"This remarkably insightful book gives true meaning to the apocryphal moan from the pharmaceutical CEO as he traveled home after an FDA slap down: ’Drug development ain’t for sissies’." Peter Kowey, MD, author of LETHAL RHYTHM, DEADLY RHYTHM and THE EMPTY NET
When Roger Mills, a medical school professor, made a late-career move from academic cardiology to the pharmaceutical industry, he had no idea what the next decade would bring. At the University of Florida in the late 1990s, he had been a clinical investigator in a phase 2 trial studying the dosing and efficacy of nesiritide, which Scios Inc. was attempting to bring to the market.

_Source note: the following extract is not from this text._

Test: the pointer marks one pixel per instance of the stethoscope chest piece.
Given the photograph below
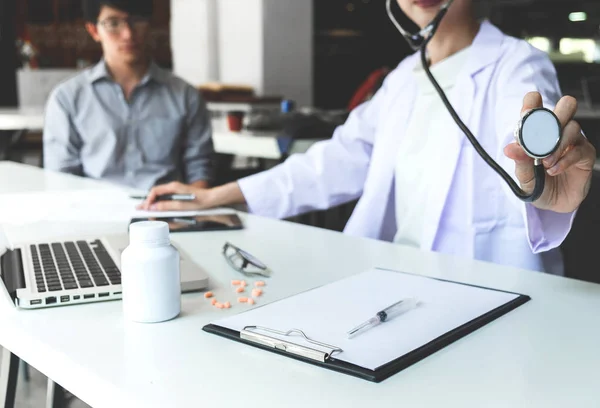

He joined the company in 2005, and soon became its vice president for medical affairs.
Nesiritide was the biotechnology company’s only product in clinical development, and after a stunning turn of events at a Food and Drug Administration meeting in 1999, company president Dick Brewer had to use all his smarts to keep the company together and reverse its fortunes.
Johnson & Johnson would eventually acquire the company in 2003 for $2.4 billion, but then found it would have to decide how to deal with safety concerns raised about the drug after two scientific publications claimed it could cause kidney failure and death.
Get a revealing look at what it really takes to develop and introduce a drug to market and all the things that can go wrong in Nesiritide.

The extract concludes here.